Troy Trygstad, PharmD, MBA, PhD: Lead time.

Erin Fox, PharmD, BCPS, FASHP: A huge amount of lead time. This is why there’s no flexibility and resiliency in our current supply chain, because other companies can’t easily make up the difference.

Richard Montgomery, RPh, MBA: And it’s not just building the building. Then you’ve got to validate all the processes within the building. There’s your engineering piece that comes into this, and your FDA comes in and wants to make sure you built a brand-new plant with shiny, new equipment—but you’ve got to make sure it works. You’ve got to make sure what’s coming off that line is sterile, and you’ve got to make sure that the public is safe. So you’re probably looking at 5 to 6 years before you can actually get a product out there.

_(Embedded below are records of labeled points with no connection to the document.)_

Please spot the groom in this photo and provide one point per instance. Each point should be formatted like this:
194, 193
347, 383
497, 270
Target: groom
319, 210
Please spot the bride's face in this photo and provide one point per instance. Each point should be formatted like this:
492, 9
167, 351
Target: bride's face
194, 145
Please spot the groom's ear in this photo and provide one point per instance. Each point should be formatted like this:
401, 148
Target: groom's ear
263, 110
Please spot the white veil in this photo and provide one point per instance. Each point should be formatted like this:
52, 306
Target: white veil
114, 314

Troy Trygstad, PharmD, MBA, PhD: I’m reminded of the saying that, despite all our frustrations with our legal system, it’s still the best system available. It sounds a little bit like we have a lot of frustrations. We can make some improvements, but at the end of the day, to your point, we’ve got safe products going out in the millions every day. We can do better, but we’ve got people on the front lines like yourselves working on this every day.

Richard Montgomery, RPh, MBA: My personal opinion is, I’d much rather have something never come out than have to be recalled, because recalls are horrible. You’ve got to track it down to the patient level, which is almost impossible. You’ve got to pull stuff back. You’ve got to sequester it and then just cross your fingers and hope that nobody got hurt.